On behalf of the readers of Pension Risk Matters, thank you Attorney Wilkes.Your insights are much appreciated.

ERISA Plan Investment Committee Governance

In case you missed "ERISA Plan Investment Committee Governance: Avoiding Breach of Fiduciary Duty Claims" with Dr. Susan Mangiero (Fiduciary Leadership, LLC), Ms. Rhonda Prussack (Berkshire Hathaway Specialty Insurance) and Attorney Richard Siegel (Alston & Bird), click to download the November 17, 2014 presentation or visit the Strafford CLE website to obtain the audio recording.

Given the importance of the investment committee governance topic and emerging market trends in the area of outsourcing, my comments focused on committee structure, guiding documents, training and implications when third parties sign on as fiduciaries. Points I made during the webinar include, but are not limited to, the following:

  • The ERISA Advisory Counsel, in its 2014 Issue Statement about outsourcing employee benefit plan services, cites a desire to understand how vendor contracts address provisions such as termination rights, indemnification, liability caps and service level agreements.
  • An evaluation of the outsourcing business model is not surprising given a service provider push to serve as an Outsourced Chief Investment Officer or Fiduciary Risk Manager. (An Asset International publication refers to the OCIO movement as a fast-growing segment of investment consulting.)
  • Once an investment committee has been authorized by the sponsor's board of directors, a core set of qualifications and experience needs can be assembled. Plan counsel can play a vital role in explaining fiduciary obligations.
  • Beyond that core base, facts and circumstances such as plan design, company size, industry structure and investment strategy should be taken into account as part of determining requisite training and experience.
  • Regular meetings are encouraged with frequency being determined in part by what has to be done by the investment committee and related time sensitivity of completing a task(s).
  • Notwithstanding the voluntary nature of having an Investment Policy Statement ("IPS") in place, an ERISA plan investment committee should establish one nevertheless that makes sense for a particular plan. Some organizations have been questioned after creating an IPS but not following it.
  • Creating (and following) an appropriate Risk Management Policy can likewise be useful, especially for ERISA plans that utilize derivative instruments and/or allocate money to more complex products or strategies.
  • Training is another mission-critical area. (According to "DOL Investigators Quiz Plan Sponsors On Training of Fiduciary, Attorneys Say" by Bloomberg BNA contributor Joe Lustig, fiduciaries are being asked by regulators whether training programs exist.)
  • Continuing education is beneficial since regulations, market conditions and plan-related objectives and strategies can change over time.

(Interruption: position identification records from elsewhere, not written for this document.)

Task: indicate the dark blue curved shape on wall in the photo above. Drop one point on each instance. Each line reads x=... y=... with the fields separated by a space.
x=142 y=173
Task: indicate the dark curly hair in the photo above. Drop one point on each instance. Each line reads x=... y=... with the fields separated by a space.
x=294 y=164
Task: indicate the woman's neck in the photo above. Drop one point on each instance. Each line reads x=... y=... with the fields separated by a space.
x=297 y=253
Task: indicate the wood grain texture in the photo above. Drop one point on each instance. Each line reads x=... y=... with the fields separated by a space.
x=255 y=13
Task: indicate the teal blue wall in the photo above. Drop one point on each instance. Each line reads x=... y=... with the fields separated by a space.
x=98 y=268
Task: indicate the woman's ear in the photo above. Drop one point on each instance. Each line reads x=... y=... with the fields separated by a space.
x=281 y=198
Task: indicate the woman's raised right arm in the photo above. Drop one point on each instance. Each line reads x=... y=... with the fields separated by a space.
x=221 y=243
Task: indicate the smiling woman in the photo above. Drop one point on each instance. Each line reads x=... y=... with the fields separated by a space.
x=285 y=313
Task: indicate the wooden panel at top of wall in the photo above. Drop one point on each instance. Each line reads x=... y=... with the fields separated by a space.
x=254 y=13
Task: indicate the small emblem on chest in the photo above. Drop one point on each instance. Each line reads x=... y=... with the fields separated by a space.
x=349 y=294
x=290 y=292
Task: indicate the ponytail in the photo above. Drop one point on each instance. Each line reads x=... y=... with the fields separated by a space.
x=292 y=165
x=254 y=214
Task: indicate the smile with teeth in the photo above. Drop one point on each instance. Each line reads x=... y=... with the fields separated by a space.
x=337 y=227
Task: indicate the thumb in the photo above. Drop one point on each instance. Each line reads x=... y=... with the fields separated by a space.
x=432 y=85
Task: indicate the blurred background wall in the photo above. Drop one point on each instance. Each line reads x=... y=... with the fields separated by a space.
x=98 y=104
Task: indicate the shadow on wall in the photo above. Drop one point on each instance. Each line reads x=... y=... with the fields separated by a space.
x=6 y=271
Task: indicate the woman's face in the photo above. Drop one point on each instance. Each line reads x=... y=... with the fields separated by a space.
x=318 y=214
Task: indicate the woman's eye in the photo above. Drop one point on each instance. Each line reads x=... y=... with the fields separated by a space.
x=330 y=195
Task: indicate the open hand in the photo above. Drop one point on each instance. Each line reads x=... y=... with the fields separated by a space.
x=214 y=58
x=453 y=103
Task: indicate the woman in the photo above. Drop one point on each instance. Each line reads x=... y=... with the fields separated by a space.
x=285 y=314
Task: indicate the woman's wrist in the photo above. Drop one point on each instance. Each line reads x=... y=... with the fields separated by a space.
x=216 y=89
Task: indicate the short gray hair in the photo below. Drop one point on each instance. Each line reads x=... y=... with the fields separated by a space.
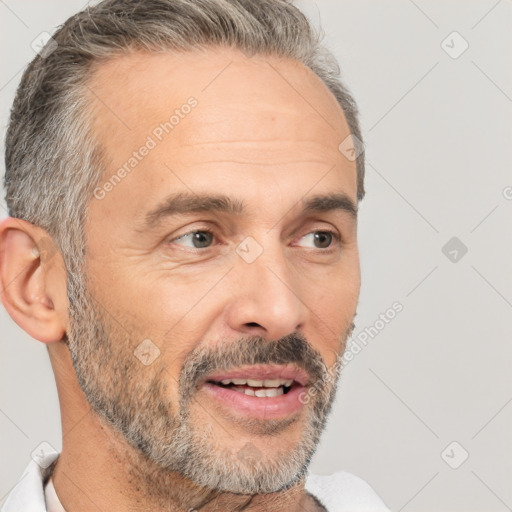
x=52 y=160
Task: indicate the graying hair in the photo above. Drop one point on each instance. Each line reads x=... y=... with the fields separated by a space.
x=53 y=162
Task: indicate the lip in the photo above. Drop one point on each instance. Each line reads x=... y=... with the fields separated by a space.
x=266 y=408
x=262 y=372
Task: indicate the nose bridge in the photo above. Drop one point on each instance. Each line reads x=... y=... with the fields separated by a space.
x=267 y=297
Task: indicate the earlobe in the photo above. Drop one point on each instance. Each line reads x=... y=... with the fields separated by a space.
x=28 y=269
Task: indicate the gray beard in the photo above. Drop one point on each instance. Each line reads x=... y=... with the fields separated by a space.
x=162 y=436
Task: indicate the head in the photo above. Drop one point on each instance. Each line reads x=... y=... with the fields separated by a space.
x=178 y=172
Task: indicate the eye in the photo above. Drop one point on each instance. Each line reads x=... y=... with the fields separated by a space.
x=318 y=239
x=199 y=239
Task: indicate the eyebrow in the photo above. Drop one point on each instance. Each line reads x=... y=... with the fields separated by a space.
x=183 y=203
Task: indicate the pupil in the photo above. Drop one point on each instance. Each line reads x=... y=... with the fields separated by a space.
x=323 y=239
x=202 y=239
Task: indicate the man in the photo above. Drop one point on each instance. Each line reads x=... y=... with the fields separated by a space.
x=183 y=179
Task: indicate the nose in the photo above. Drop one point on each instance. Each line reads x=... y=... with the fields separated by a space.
x=266 y=300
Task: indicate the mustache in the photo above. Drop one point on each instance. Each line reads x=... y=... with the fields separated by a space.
x=291 y=349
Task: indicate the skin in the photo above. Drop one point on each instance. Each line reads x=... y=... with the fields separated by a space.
x=265 y=131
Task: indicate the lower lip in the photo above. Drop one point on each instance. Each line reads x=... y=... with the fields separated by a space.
x=265 y=408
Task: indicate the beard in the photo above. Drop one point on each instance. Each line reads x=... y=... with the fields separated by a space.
x=134 y=400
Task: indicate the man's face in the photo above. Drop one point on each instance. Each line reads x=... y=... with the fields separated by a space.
x=225 y=251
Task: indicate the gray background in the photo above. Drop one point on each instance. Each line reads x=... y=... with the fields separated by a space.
x=438 y=138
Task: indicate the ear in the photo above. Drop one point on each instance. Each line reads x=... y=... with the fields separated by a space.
x=33 y=280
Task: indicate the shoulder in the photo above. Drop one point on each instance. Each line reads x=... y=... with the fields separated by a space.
x=343 y=491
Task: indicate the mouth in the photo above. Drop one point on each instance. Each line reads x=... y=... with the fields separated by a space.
x=262 y=391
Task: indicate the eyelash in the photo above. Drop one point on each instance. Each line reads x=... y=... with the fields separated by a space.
x=336 y=236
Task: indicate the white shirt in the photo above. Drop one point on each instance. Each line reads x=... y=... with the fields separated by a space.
x=339 y=492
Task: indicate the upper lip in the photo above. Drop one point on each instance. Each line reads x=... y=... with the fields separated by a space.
x=261 y=372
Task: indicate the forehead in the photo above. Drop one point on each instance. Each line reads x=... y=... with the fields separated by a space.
x=265 y=119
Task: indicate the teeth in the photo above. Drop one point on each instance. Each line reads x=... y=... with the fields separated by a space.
x=269 y=383
x=255 y=383
x=269 y=392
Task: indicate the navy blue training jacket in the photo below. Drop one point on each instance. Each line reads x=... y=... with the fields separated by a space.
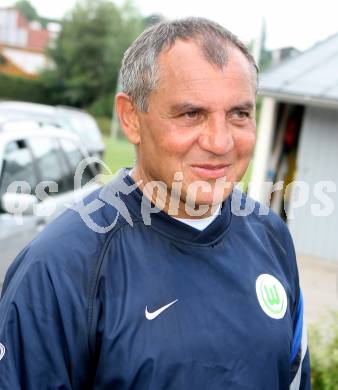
x=115 y=294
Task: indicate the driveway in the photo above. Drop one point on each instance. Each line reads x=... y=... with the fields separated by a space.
x=319 y=283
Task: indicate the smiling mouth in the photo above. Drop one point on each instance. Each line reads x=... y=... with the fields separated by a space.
x=210 y=171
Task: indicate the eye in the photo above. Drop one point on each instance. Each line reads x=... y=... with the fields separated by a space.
x=192 y=114
x=241 y=114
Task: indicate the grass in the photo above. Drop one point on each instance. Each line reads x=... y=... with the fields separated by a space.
x=118 y=153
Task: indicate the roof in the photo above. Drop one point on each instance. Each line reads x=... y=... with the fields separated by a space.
x=310 y=77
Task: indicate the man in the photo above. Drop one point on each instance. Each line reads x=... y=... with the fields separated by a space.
x=167 y=278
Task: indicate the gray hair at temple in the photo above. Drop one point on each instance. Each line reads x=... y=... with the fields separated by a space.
x=139 y=71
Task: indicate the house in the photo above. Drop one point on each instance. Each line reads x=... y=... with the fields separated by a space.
x=22 y=44
x=297 y=147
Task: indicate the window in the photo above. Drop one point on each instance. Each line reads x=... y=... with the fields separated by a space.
x=17 y=166
x=50 y=165
x=73 y=157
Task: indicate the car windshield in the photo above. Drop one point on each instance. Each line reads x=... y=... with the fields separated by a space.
x=84 y=126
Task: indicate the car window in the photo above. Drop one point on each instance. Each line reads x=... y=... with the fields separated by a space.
x=73 y=157
x=50 y=166
x=17 y=166
x=84 y=126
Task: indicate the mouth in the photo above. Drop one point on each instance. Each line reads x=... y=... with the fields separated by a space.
x=210 y=171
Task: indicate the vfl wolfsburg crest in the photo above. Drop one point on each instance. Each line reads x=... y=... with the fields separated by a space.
x=271 y=296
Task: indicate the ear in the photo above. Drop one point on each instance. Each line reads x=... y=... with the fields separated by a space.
x=127 y=114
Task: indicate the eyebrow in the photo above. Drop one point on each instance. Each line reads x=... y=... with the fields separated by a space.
x=243 y=106
x=187 y=106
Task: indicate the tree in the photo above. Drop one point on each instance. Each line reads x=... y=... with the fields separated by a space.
x=88 y=51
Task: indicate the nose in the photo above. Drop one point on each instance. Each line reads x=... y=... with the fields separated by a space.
x=216 y=137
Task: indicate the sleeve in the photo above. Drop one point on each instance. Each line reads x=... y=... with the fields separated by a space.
x=43 y=327
x=300 y=357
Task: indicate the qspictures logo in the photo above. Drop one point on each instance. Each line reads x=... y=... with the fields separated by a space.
x=271 y=296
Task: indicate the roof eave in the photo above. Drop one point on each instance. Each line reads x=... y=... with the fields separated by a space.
x=306 y=100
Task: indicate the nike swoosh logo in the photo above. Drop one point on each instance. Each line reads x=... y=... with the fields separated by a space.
x=154 y=314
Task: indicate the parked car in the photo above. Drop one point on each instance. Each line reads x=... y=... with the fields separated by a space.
x=31 y=156
x=77 y=121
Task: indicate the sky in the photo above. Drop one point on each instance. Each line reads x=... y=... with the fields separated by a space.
x=297 y=23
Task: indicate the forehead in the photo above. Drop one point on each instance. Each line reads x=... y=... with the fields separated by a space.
x=184 y=73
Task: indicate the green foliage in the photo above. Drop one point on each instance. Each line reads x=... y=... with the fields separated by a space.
x=88 y=51
x=118 y=153
x=18 y=88
x=103 y=106
x=324 y=354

Someone from the audience asked whether it made sense for an investment committee to consist of a senior corporate executive such as a Chief Financial Officer and her direct reports. The point is that each fiduciary is equal at the investment committee "table" but otherwise unequal. This can present a big problem if any or all of the investment committee members disagree with the Chief Financial Officer. Worse yet, a subordinate (in corporate organization terms) may be reluctant to whistle blow about an imprudent decision made by the CFO while wearing her hat as ERISA fiduciary. I will leave the question as to legal protection to attorneys. However, in doing some research, it turns out that U.S. federal pension law does address whistle blower protections. Interested persons can click to read "ERISA Has a Whistleblower Provision? Yep." by Seyfarth Shaw attorneys Ada Dolph and Robert Szyba (June 19, 2014).

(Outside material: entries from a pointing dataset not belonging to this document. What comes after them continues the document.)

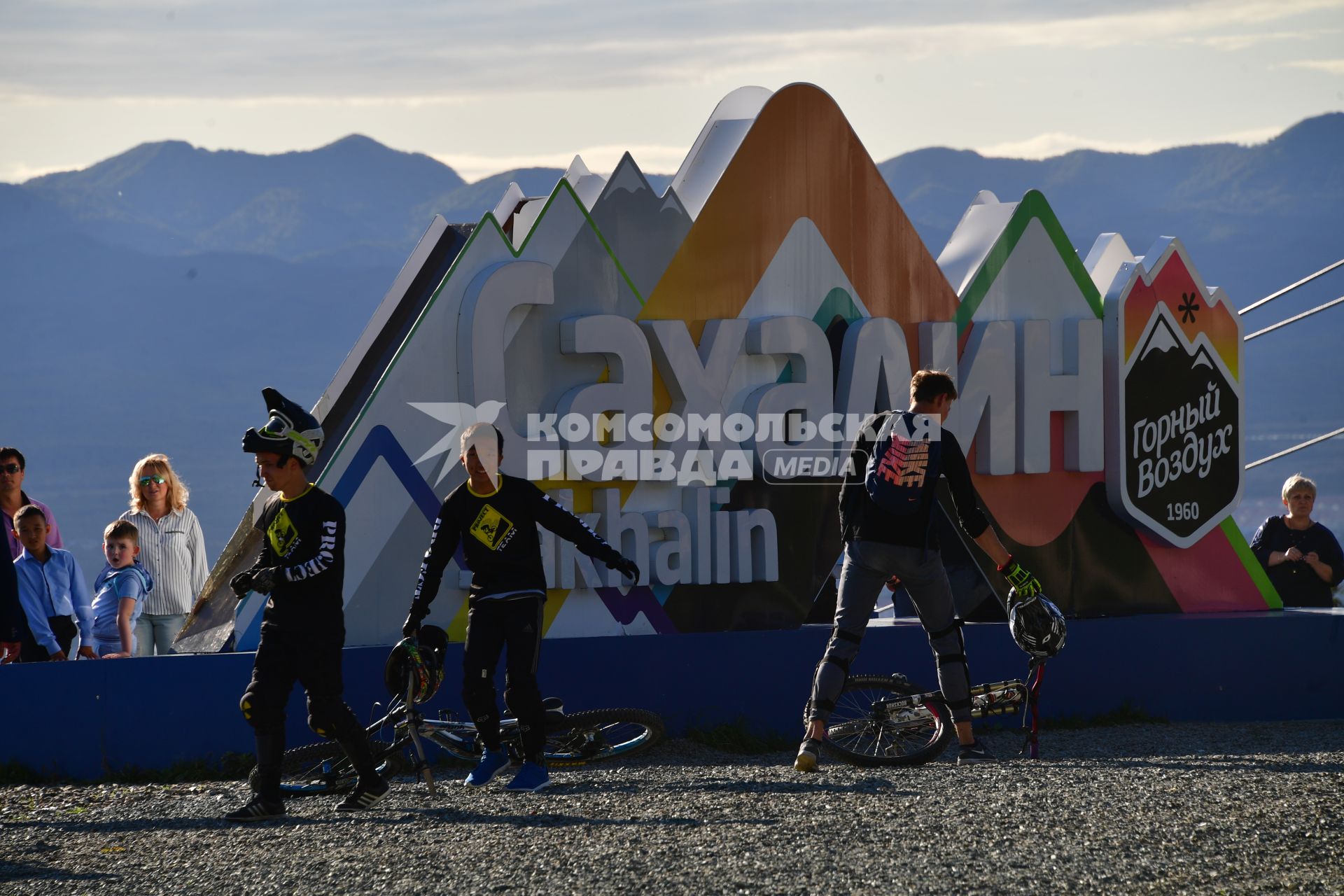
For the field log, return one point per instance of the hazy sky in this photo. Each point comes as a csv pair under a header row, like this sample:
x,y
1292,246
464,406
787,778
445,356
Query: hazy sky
x,y
489,86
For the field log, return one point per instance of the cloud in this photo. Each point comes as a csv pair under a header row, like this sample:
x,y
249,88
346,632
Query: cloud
x,y
1238,42
1057,144
253,50
1328,66
18,172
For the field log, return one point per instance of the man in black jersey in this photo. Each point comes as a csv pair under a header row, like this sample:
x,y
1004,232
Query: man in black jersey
x,y
302,630
495,519
881,546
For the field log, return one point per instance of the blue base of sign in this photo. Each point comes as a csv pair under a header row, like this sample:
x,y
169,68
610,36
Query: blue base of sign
x,y
86,719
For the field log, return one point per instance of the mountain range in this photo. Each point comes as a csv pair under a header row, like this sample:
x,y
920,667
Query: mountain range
x,y
137,292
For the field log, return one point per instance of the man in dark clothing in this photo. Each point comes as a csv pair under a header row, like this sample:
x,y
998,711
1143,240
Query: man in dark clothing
x,y
495,519
881,545
302,630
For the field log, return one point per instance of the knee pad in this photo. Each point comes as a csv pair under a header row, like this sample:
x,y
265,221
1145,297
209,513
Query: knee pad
x,y
260,713
483,690
949,649
323,715
841,649
522,694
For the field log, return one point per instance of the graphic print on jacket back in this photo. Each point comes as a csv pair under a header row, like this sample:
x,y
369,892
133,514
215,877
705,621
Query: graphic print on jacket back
x,y
492,528
305,538
499,539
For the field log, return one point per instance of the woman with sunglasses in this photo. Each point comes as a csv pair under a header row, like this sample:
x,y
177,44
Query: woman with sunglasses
x,y
172,550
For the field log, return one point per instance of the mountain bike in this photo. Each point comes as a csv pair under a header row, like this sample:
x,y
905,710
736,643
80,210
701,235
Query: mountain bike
x,y
571,739
888,720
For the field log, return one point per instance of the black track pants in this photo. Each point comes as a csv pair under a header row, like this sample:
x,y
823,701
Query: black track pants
x,y
491,626
284,659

There is a lot more to say on the topic of investment committee governance, notably because ERISA lawsuits that are adverse to a plan sponsor tend to include all investment committee members as defendants. An effective infrastructure and good governance policies and procedures can help to mitigate fiduciary personal and professional liability and position the investment committee to better serve participants.